In our series of 8 patients, 1 had a bilateral ASH, 3 had ipsilateral inguinal hernias, 2 had contralateral inguinal hernias, and 1 had a testicular abnormality. The use of laparoscopy allowed for assessment of the intraabdominal component, as well as visualization of the internal inguinal ring before and during repair. This allowed confirmation of the adequacy of hernia repair at the time of hydrocelectomy. Furthermore, one patient without an associated hernia had a breech in the peritoneum created during removal of the abdominal portion of the ASH. This was seen on final laparoscopic assessment and repaired to prevent future herniation of abdominal contents through the widened inguinal canal.
There are many different surgical repairs for ASH described in the literature.8–12 We use laparoscopy as an adjunct to the traditional inguinal approach in which the hydrocele sac is dissected off the spermatic cord and removed in its entirety. This is not a simple procedure as the sac is often adherent to the spermatic cord, making identification and dissection of the vas deferens and spermatic vessels difficult.
Abel et al. 8 used a similar laparoscopic approach in which they assessed the abdominal portion of the ASH prior to inguinal repair. In their series they used three ports and decompressed the abdominal component prior to inguinal repair. We chose to use only one port and decompressed the ASH through the inguinal incision, delivering the intraabdominal, extraperitoneal portion through the internal ring before complete resection.
In 2001 Belman 10 reported a primary scrotal approach for ASH. In his repair a midline scrotal incision is made, exposing the tunica vaginalis. The hydrocele is drained via aspiration, and the tunica vaginalis is opened anteriorly. A clamp is then used to grasp the proximal portion of the sac, which is pulled into the field of vision. The tunica is then plicated without excision of the sac as in the repair of noncommunicating hydroceles.10,11 In this report, 2 patients with associated pathology required a second operation: one orchidopexy for an undescended testicle and another ipsilateral hernia repair. 10 Both these operations could have been avoided with the use of the laparoscopic–inguinal approach.
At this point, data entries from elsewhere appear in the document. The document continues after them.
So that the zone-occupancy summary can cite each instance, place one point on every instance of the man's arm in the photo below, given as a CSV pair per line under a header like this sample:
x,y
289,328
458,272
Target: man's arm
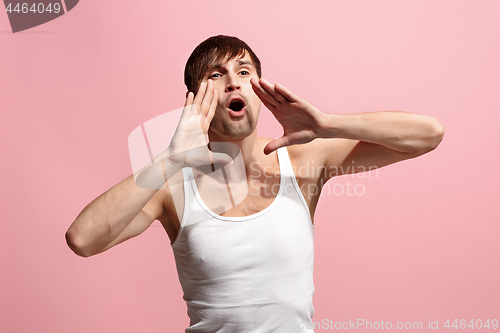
x,y
129,208
122,212
361,140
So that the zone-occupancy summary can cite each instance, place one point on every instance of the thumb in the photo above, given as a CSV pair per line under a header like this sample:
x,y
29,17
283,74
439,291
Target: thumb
x,y
275,144
221,158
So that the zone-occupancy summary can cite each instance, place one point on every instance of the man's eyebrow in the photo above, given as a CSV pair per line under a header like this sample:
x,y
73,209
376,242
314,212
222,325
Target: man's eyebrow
x,y
245,63
239,61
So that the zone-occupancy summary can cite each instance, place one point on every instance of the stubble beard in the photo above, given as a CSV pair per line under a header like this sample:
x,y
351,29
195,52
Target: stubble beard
x,y
234,129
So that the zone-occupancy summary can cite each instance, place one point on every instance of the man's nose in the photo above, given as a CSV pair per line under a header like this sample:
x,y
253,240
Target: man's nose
x,y
232,83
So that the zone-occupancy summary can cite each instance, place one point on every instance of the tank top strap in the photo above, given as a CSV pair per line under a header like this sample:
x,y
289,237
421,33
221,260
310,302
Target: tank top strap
x,y
285,163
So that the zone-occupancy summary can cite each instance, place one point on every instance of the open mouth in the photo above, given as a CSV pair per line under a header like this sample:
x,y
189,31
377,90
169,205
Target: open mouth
x,y
236,105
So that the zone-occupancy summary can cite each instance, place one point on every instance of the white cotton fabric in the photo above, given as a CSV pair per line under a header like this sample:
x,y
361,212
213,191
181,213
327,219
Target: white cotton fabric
x,y
252,273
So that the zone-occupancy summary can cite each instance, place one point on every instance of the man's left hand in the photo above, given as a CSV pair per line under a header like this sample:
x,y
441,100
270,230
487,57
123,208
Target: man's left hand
x,y
301,121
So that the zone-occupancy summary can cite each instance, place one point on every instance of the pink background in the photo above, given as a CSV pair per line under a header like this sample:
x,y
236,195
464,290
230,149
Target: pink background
x,y
421,243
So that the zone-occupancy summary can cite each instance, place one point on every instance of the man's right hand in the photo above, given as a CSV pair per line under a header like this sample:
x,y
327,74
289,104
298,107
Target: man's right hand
x,y
188,147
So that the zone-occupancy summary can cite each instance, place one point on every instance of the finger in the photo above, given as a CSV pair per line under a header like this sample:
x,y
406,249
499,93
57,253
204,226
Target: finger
x,y
189,99
221,158
275,144
268,105
263,93
272,90
207,99
291,97
200,94
213,105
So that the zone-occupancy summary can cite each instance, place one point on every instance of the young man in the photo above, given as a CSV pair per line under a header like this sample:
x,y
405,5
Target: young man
x,y
248,267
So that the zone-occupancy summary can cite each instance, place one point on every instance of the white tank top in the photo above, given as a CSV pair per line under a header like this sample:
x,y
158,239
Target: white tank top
x,y
251,273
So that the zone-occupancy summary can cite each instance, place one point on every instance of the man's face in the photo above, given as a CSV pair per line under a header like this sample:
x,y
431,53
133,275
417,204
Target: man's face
x,y
238,106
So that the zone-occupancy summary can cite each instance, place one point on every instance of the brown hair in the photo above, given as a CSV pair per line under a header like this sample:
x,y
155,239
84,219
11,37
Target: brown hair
x,y
211,51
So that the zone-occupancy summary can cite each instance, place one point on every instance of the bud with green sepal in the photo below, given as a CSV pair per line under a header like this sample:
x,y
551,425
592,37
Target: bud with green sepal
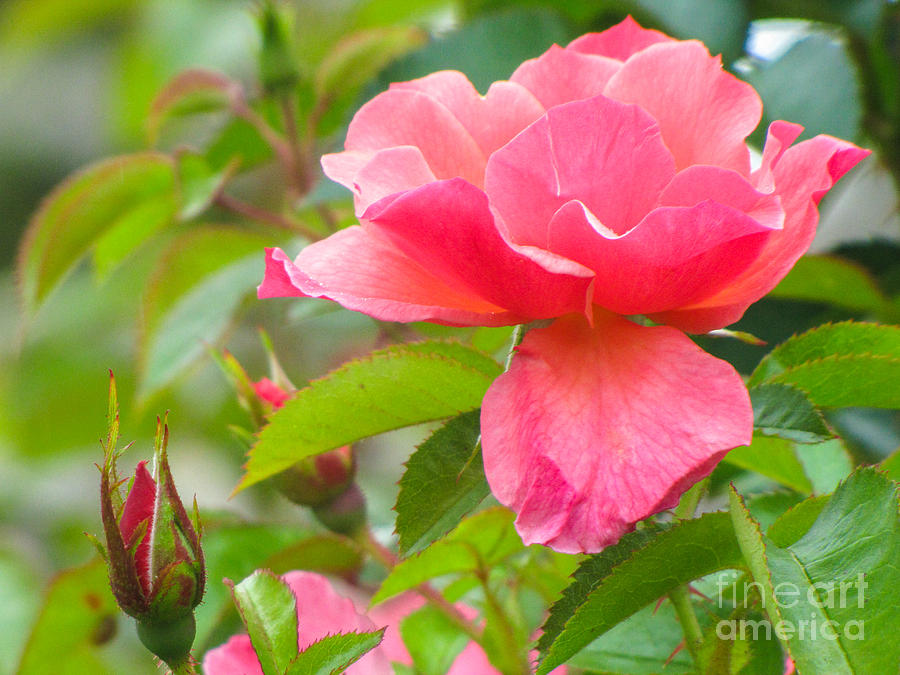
x,y
156,567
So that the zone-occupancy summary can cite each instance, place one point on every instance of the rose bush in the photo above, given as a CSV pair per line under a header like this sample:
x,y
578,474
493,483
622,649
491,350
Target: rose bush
x,y
322,611
604,180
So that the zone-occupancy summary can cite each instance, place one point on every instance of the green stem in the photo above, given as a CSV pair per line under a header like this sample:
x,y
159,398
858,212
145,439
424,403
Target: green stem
x,y
681,595
387,558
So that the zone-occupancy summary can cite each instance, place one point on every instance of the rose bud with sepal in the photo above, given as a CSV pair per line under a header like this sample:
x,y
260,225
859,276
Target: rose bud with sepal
x,y
156,566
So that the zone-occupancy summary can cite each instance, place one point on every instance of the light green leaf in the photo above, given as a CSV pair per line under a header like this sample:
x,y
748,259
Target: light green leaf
x,y
684,552
78,614
269,612
833,280
80,210
784,411
773,458
193,291
389,389
842,574
480,541
784,88
333,654
433,640
826,464
444,481
839,365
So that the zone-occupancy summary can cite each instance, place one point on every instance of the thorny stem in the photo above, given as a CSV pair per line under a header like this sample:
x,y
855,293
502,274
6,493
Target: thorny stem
x,y
265,216
387,558
680,596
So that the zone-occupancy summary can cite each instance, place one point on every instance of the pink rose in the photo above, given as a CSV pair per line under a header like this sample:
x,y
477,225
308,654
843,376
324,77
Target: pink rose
x,y
606,179
322,611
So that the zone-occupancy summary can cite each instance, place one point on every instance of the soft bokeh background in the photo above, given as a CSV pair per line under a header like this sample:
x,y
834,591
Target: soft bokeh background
x,y
76,81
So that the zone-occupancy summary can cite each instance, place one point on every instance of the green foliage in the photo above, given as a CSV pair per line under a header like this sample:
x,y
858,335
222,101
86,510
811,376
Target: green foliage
x,y
478,543
649,569
389,389
843,364
444,480
79,614
841,573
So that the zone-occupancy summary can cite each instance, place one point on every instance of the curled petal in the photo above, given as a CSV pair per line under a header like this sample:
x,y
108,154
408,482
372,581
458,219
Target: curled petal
x,y
448,228
594,429
408,117
379,281
375,175
608,155
799,175
704,113
563,75
620,41
492,119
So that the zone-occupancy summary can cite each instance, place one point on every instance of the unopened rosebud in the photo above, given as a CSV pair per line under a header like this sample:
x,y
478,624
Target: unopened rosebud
x,y
156,568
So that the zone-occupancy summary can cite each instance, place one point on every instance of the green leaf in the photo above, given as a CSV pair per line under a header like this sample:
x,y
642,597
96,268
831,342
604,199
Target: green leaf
x,y
326,553
433,640
193,291
131,230
198,183
784,411
389,389
78,614
480,541
684,552
826,464
833,280
444,480
269,612
891,466
842,574
80,210
839,365
784,88
334,653
774,458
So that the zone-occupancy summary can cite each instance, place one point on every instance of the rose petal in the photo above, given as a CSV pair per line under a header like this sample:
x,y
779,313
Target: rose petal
x,y
563,75
704,113
407,117
139,507
620,41
594,429
365,272
675,256
801,174
235,657
448,228
606,154
492,120
375,175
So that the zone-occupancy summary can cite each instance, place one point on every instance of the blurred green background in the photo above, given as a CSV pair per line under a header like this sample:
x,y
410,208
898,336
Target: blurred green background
x,y
77,78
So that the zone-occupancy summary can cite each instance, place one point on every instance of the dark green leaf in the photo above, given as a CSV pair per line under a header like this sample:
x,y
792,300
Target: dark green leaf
x,y
389,389
684,552
333,654
782,410
433,640
774,458
842,574
269,612
784,87
78,609
833,280
81,210
480,541
839,365
444,481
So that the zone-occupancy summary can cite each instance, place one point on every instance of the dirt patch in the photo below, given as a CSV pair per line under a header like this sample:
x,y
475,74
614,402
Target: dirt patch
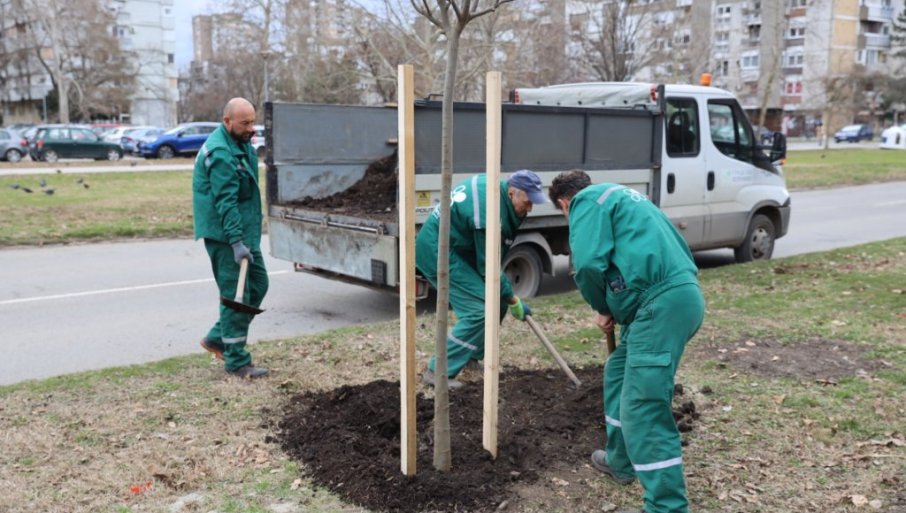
x,y
819,360
348,439
374,196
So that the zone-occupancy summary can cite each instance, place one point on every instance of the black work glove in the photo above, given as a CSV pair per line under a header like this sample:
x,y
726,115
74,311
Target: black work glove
x,y
240,251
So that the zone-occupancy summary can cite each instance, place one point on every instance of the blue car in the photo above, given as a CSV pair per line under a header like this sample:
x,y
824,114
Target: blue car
x,y
129,141
185,139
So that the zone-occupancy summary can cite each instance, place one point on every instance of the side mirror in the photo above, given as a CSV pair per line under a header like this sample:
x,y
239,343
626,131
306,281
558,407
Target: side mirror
x,y
778,148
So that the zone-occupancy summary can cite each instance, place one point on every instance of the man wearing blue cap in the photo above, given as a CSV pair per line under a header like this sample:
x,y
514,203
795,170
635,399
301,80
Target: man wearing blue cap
x,y
467,245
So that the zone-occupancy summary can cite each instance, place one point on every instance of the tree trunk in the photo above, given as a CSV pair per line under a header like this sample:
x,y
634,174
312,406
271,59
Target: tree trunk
x,y
442,451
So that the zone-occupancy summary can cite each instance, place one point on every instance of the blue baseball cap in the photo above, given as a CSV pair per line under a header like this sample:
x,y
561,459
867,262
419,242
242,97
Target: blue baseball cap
x,y
528,181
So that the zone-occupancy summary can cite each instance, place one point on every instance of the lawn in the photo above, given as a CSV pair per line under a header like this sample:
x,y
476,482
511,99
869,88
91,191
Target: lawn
x,y
798,374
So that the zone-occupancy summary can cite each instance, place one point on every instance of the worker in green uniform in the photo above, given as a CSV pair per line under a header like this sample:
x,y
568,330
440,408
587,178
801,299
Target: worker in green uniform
x,y
226,203
467,261
634,268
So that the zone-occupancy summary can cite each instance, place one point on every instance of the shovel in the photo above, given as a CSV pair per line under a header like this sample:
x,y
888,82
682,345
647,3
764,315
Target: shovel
x,y
552,350
237,304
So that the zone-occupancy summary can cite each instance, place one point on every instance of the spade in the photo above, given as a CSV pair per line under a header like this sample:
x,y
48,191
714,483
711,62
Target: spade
x,y
236,303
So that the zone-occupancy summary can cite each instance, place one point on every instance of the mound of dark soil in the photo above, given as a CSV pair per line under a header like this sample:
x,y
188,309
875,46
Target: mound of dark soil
x,y
374,196
349,440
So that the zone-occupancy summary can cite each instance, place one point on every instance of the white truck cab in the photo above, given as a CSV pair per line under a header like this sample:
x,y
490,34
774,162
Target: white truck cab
x,y
717,184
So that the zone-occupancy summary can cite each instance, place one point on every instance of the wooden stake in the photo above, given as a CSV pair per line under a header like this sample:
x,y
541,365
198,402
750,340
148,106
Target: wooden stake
x,y
406,207
492,265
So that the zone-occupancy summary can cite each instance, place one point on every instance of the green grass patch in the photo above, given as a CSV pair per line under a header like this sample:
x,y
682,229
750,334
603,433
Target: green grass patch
x,y
775,441
832,168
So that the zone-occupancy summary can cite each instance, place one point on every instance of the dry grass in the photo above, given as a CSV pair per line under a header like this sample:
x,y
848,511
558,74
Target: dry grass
x,y
89,442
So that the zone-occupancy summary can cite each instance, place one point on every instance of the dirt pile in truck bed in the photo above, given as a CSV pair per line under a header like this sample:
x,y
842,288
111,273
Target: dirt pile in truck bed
x,y
374,196
349,441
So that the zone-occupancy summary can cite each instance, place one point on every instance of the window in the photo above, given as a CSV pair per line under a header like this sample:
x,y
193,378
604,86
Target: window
x,y
793,85
730,130
794,58
749,60
682,128
796,33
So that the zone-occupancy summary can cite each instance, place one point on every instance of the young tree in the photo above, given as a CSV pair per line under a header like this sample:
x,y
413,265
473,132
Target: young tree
x,y
621,41
451,17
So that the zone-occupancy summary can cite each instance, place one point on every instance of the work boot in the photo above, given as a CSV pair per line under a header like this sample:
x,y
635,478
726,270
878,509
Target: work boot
x,y
248,372
213,347
599,461
428,379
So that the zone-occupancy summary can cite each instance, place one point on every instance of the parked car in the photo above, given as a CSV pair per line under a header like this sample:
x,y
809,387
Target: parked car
x,y
53,142
258,141
129,142
115,134
12,148
894,138
185,139
854,133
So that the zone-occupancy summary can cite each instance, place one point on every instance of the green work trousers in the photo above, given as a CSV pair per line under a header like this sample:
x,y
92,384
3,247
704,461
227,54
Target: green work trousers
x,y
642,439
232,328
466,341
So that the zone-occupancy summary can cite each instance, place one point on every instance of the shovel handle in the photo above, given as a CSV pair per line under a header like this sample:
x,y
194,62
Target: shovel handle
x,y
552,350
611,343
240,286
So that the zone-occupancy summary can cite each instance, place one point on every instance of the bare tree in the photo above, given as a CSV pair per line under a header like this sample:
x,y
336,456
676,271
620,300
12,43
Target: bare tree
x,y
451,17
75,43
621,41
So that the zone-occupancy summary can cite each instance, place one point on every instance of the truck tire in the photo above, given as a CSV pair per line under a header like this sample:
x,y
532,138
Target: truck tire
x,y
522,266
759,242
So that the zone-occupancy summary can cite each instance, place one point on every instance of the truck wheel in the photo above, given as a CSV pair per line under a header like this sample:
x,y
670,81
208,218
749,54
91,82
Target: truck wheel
x,y
522,266
759,243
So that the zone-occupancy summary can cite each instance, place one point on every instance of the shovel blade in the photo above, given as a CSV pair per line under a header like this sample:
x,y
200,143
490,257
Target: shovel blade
x,y
240,307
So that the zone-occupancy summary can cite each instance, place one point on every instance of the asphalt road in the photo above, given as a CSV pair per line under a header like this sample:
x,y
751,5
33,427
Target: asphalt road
x,y
71,308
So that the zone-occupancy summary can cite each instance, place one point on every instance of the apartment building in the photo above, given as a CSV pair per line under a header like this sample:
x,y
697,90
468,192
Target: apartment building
x,y
144,28
800,63
24,84
147,28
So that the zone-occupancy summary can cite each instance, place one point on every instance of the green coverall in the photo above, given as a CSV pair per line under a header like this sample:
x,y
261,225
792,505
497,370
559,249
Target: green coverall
x,y
467,246
226,204
631,263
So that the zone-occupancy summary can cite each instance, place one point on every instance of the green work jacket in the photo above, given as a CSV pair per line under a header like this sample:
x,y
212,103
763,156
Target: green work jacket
x,y
467,230
226,201
625,251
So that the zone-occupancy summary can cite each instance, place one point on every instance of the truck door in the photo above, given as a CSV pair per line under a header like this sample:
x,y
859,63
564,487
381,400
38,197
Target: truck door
x,y
732,168
683,175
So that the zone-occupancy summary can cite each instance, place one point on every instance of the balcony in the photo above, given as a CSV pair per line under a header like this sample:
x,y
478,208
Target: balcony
x,y
869,40
882,13
749,75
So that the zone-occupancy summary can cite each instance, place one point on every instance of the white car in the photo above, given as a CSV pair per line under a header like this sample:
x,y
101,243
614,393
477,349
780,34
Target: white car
x,y
894,138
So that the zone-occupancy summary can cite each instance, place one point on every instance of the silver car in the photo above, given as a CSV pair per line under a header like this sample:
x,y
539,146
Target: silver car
x,y
11,147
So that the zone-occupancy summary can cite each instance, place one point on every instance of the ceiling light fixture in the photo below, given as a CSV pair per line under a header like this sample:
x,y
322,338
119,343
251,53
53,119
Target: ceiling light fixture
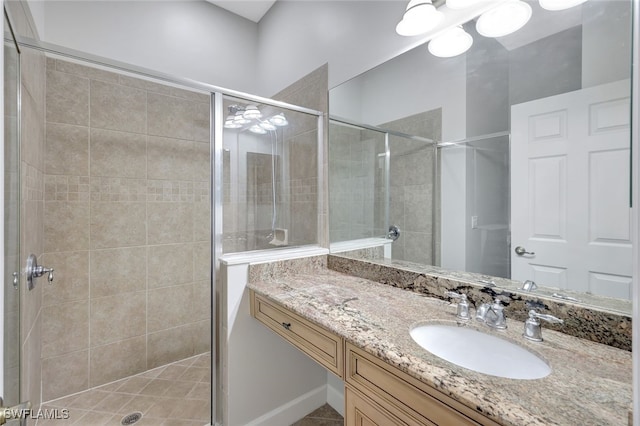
x,y
559,4
452,42
250,117
420,17
504,19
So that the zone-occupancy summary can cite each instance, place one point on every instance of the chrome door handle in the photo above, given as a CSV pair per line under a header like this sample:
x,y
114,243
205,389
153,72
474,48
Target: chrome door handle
x,y
33,271
521,251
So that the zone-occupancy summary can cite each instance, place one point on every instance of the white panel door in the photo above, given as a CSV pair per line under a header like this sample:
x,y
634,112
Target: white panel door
x,y
570,177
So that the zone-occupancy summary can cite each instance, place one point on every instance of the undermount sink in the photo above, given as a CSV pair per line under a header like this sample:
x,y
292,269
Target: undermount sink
x,y
480,351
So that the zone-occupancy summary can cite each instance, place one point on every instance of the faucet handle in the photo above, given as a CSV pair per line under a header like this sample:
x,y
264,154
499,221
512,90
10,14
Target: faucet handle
x,y
532,327
495,317
462,311
529,285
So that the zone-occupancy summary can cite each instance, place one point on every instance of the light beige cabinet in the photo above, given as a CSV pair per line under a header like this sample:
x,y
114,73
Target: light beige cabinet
x,y
376,393
323,346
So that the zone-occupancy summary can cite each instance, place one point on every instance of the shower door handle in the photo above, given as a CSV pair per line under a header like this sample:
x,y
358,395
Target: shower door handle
x,y
33,271
521,251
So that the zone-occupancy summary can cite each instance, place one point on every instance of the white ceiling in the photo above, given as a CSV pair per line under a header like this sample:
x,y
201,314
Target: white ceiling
x,y
253,10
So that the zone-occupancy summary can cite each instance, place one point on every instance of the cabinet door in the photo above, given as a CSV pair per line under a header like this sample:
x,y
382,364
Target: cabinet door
x,y
361,411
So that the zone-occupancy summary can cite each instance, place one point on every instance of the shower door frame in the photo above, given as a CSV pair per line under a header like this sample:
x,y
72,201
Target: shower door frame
x,y
216,126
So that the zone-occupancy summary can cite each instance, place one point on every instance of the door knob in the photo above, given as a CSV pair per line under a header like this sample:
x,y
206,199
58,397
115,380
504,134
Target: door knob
x,y
521,251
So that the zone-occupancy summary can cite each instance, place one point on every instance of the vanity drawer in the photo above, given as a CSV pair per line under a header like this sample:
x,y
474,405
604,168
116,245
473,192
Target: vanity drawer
x,y
323,346
393,389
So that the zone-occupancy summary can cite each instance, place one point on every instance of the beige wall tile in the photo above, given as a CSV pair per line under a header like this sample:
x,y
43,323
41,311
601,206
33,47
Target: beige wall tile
x,y
67,150
119,270
201,336
202,300
67,98
66,226
117,360
32,127
31,365
117,317
169,307
117,224
150,86
169,345
303,156
118,154
169,222
202,221
170,265
66,328
202,261
117,107
71,277
170,116
65,374
202,118
170,159
201,161
32,70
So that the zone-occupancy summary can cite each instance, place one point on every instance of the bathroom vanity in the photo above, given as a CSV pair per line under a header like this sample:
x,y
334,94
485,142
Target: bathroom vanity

This series is limited in its small sample size and lack of long-term follow-up on fertility outcomes. We have demonstrated resolution of postoperative swelling without recurrence of ipsilateral hernias or hydroceles at median follow-up of 3.2 years. Longer follow-up is needed to comment on fertility outcomes.
Footnotes
Disclosure Statement
No competing financial interests exist.